As we close in on the time of year when hydrangeas lose their leaves for winter we receive calls about pruning them. “Can I cut them back?” “If so, will they bloom next year?”
All good questions and the answer to that question depends upon the variety of hydrangea that you have. Whether it blooms on last years stems (old wood) or on new growth (new wood).
Panicle Hydrangeas (Hydrangea paniculate)– blooms on new growth so “prune on”. They usually bloom in late summer so don’t prune them then. Examples are: Fire Light, Limelight, Little Lime, Quick Fire, Little Quick Fire
Bigleaf Hydrangeas (Hydrangea macrophylla) – Only prune when the flowers begin to fade.

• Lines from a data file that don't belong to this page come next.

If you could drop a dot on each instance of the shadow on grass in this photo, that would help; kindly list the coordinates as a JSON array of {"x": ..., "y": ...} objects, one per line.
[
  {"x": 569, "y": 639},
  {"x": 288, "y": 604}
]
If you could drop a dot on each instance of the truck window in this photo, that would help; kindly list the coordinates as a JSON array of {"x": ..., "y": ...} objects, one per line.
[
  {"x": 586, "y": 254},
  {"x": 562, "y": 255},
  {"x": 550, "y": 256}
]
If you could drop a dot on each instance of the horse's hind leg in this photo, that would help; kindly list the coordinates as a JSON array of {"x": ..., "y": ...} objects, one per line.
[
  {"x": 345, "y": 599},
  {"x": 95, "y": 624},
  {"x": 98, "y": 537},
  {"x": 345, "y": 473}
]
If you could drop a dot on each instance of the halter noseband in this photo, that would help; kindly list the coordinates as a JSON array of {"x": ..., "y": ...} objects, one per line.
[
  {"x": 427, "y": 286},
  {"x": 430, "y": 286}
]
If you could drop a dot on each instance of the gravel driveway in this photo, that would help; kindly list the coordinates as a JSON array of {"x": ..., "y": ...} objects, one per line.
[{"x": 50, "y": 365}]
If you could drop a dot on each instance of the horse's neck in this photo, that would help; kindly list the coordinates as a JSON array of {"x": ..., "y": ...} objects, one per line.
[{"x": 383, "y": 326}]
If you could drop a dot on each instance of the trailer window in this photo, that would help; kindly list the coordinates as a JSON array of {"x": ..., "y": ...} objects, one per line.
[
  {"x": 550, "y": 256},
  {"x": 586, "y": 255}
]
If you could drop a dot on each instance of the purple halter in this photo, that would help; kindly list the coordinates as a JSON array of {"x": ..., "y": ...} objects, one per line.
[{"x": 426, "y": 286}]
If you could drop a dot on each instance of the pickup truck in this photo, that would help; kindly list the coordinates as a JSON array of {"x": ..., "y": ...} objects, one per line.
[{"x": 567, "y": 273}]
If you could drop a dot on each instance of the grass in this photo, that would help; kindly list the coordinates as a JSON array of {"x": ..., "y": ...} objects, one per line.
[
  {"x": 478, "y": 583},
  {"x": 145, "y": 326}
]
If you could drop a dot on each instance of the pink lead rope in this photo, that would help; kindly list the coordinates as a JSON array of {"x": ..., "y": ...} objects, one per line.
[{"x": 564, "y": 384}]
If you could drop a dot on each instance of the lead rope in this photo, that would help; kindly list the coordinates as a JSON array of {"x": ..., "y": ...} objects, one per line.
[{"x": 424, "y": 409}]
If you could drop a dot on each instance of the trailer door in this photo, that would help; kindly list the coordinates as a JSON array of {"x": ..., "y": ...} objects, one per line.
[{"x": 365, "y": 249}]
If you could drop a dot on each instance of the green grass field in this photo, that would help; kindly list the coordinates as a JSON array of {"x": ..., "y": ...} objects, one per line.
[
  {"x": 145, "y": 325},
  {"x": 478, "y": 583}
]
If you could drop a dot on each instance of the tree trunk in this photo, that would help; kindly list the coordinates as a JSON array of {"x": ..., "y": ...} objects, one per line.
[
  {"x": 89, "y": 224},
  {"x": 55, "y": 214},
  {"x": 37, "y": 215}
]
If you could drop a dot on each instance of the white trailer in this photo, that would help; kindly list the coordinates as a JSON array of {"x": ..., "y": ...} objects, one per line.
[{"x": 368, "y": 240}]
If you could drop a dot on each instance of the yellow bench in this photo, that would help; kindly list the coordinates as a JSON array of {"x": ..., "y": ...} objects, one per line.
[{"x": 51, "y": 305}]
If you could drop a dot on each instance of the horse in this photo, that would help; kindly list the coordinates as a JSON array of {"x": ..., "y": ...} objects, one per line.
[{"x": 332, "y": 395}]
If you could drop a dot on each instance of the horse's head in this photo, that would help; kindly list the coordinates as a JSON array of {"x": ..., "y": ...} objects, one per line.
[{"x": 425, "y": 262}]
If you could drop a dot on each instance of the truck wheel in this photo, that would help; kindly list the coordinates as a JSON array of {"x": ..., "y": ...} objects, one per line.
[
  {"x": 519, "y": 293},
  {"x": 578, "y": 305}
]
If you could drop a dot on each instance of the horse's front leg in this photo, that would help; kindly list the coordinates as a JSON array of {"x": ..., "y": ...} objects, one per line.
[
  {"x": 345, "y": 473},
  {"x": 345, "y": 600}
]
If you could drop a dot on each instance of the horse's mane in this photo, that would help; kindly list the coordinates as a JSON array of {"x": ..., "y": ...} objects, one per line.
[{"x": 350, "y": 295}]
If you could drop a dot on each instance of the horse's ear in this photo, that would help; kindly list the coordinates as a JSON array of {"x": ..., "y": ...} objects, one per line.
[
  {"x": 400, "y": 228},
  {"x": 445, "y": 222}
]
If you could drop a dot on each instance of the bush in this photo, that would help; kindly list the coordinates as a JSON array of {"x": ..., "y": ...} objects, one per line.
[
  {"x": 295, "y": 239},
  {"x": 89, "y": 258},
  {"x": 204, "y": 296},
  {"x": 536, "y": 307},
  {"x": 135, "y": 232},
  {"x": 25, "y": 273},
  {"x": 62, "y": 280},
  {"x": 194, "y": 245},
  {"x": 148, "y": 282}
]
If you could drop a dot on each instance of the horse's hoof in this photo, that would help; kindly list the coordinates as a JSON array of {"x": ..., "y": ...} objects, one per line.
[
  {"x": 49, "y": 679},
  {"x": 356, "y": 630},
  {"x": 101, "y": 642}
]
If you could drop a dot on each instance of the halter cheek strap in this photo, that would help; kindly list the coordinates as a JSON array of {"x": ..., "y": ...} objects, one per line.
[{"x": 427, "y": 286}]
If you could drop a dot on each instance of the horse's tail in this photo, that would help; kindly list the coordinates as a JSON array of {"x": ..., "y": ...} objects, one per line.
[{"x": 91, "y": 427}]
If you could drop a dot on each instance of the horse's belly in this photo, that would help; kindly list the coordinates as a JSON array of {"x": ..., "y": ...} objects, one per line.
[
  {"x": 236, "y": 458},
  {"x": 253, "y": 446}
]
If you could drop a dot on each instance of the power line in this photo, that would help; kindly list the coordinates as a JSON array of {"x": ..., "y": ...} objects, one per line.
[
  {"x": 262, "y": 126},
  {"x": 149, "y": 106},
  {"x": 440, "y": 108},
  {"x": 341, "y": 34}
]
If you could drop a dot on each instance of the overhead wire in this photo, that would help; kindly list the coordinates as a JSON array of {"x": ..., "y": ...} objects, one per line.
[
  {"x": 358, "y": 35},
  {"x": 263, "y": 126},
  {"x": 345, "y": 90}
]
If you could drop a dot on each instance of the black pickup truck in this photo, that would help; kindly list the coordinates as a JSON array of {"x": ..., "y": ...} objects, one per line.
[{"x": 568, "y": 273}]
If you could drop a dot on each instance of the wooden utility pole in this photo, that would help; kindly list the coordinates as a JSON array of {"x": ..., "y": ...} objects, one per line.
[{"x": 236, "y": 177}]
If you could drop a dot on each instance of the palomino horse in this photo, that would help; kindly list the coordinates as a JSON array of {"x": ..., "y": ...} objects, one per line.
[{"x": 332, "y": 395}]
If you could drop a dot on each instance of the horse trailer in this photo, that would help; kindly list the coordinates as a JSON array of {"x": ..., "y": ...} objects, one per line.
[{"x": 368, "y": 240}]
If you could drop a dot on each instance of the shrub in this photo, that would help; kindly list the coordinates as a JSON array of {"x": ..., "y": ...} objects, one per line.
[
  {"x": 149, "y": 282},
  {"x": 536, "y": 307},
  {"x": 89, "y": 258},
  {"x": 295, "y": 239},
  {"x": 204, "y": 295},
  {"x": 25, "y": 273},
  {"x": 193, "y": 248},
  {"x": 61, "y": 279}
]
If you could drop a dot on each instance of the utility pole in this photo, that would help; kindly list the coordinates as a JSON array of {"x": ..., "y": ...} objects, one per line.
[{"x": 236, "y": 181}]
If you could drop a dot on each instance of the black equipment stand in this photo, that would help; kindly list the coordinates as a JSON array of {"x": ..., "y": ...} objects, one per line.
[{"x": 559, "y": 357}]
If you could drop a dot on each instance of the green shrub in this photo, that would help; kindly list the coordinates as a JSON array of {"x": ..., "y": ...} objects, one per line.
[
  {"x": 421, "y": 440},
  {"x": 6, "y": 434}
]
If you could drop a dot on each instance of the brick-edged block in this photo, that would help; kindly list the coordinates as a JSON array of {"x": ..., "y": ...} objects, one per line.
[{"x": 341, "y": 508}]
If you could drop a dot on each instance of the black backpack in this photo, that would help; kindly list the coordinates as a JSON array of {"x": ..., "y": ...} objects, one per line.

Flower buds begin forming in late summer for the following season, so don’t prune this type of hydrangea after August 1. Examples are: Most are mopheads, some are lacecaps. Cityline series, Let’s Dance series, Endless Summer series.

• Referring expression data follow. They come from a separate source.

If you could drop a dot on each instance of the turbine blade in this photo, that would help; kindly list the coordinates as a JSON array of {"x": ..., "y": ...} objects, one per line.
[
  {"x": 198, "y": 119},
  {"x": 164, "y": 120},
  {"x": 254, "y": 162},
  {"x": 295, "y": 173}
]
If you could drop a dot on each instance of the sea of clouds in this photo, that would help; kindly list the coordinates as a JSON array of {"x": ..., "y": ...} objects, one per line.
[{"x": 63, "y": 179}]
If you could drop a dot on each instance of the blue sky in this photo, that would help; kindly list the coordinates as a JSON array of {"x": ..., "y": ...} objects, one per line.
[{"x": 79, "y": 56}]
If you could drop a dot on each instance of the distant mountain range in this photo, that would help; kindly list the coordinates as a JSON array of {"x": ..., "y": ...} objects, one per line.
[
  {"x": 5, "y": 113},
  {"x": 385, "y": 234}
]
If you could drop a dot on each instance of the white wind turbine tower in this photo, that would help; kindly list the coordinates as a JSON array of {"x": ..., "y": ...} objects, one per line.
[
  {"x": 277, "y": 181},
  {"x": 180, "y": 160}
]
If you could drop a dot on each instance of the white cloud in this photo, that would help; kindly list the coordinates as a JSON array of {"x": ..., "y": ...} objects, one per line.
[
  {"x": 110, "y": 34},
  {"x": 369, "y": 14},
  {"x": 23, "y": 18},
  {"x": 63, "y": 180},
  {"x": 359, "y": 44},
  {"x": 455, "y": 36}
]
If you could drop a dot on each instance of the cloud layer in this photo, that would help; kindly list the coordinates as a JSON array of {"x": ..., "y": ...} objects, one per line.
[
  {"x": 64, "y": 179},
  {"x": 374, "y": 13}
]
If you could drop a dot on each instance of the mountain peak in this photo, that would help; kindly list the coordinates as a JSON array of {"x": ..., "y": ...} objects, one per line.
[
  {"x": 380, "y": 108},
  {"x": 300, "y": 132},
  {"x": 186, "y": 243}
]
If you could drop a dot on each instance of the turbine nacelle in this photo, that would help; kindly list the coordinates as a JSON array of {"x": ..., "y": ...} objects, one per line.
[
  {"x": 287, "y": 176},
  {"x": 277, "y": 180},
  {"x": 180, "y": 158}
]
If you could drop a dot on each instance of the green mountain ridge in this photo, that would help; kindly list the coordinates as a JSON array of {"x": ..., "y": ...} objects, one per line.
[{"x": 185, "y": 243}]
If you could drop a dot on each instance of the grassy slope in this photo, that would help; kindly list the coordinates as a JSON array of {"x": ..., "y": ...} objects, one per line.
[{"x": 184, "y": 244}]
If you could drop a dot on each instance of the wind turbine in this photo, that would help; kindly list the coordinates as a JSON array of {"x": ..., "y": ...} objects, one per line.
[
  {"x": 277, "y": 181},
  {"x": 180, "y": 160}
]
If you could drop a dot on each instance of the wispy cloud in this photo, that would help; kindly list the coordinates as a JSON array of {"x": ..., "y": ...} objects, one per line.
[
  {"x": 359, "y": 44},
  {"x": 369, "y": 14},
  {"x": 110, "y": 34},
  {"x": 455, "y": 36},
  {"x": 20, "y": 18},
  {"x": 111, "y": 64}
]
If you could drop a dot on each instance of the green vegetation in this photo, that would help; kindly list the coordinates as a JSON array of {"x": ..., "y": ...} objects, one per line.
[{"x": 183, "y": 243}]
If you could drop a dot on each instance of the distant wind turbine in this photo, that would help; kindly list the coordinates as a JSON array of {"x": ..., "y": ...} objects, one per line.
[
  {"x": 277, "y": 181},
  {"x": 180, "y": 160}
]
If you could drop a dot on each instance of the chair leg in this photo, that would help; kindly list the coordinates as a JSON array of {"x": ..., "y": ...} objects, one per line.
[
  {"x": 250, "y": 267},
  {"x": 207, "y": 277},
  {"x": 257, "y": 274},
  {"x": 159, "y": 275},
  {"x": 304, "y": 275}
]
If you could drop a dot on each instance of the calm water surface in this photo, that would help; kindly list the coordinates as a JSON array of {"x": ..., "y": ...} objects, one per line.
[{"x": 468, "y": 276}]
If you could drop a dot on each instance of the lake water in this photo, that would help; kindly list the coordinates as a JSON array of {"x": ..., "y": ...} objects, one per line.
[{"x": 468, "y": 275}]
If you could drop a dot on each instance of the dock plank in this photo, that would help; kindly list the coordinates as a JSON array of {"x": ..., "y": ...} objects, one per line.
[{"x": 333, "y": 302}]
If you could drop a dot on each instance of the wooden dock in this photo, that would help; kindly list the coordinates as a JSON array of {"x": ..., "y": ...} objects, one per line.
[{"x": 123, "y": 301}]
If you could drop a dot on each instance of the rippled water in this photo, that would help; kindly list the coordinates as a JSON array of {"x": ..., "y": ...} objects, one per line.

Smooth Hydrangeas (Hydrangea arborescens) – bloom on new growth so pruning hard in late winter or early spring promotes new growth which will produce more flowers. Examples are: Incrediball series, Invincibelle series, Annabelle.

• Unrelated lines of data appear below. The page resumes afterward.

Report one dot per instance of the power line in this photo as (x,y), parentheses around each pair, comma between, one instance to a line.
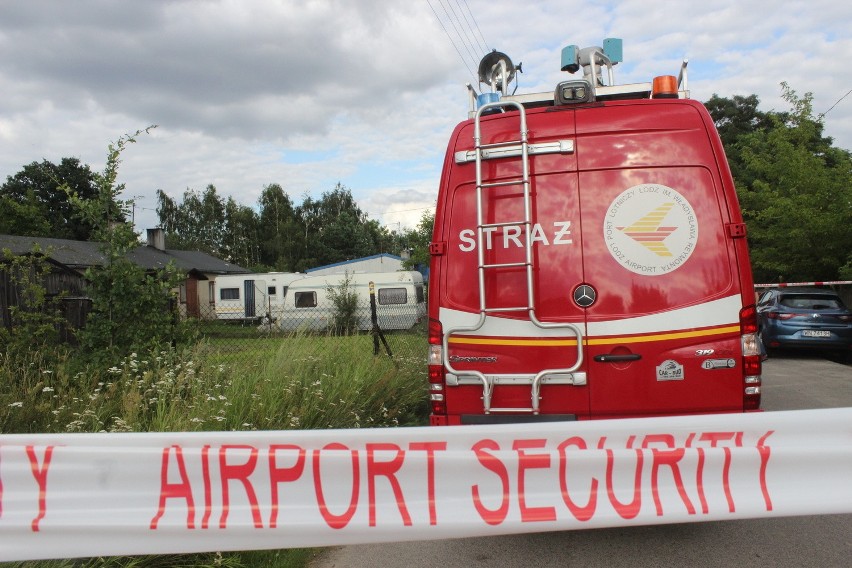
(465,38)
(484,43)
(452,41)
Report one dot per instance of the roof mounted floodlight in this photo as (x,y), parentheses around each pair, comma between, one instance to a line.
(592,59)
(497,70)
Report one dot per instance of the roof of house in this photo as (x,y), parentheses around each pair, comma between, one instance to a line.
(355,261)
(82,254)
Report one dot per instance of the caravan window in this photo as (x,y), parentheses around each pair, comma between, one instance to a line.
(229,294)
(306,299)
(392,296)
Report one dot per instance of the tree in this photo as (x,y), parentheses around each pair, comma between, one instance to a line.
(335,229)
(418,241)
(194,224)
(795,189)
(131,309)
(278,231)
(34,204)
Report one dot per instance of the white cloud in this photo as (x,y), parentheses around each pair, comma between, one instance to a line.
(366,93)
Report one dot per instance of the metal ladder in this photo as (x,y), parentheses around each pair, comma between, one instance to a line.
(511,148)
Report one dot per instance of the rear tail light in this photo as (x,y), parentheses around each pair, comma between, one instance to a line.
(437,374)
(752,366)
(776,315)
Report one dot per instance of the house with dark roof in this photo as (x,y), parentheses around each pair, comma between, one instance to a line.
(69,260)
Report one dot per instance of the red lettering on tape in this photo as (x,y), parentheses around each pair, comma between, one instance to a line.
(531,461)
(587,511)
(336,521)
(430,448)
(282,475)
(387,469)
(40,475)
(241,473)
(493,464)
(181,490)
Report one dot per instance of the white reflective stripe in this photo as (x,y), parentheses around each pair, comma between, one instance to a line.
(75,495)
(724,311)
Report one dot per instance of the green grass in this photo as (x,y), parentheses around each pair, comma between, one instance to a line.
(297,381)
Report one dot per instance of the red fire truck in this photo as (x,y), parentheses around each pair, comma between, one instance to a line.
(589,257)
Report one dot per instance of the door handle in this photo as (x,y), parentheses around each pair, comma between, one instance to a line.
(610,358)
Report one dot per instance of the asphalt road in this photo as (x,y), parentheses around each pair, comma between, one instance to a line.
(790,382)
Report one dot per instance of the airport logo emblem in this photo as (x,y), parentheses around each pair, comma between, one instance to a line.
(650,229)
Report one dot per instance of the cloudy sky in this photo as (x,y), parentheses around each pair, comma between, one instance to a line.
(308,93)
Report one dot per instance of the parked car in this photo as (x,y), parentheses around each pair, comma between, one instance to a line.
(807,318)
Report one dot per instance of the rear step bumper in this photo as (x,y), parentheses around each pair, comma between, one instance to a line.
(515,418)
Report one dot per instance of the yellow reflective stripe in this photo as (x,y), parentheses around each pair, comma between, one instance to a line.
(603,341)
(525,342)
(665,336)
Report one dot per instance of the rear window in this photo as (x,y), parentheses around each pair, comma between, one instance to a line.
(811,302)
(229,294)
(389,296)
(306,299)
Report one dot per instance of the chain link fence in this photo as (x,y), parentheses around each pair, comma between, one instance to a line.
(395,331)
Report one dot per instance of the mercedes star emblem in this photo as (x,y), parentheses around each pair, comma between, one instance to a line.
(584,295)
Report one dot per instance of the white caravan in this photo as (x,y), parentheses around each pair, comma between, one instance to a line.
(400,300)
(249,297)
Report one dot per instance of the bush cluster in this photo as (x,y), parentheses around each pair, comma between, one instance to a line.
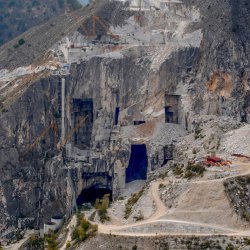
(84,230)
(131,202)
(101,206)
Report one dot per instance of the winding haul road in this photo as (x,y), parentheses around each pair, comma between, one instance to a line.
(161,210)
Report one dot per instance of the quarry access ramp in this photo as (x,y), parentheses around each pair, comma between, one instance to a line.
(164,223)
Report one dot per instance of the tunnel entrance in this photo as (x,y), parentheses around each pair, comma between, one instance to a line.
(138,163)
(117,111)
(168,154)
(172,108)
(90,195)
(83,108)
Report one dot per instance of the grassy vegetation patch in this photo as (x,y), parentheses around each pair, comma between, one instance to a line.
(84,229)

Oakleaf Hydrangeas (Hydrangea quercifolia) – bloom on the previous season’s growth so prune right after flowering in the fall or in early winter. Don’t take more that 1/3 fo the total growth when pruning. Examples are: Pee Wee, Alice, Ruby Slippers.
This is general pruning information. I suggest verifying the species you have and reading advice that is specific to that species prior to pruning.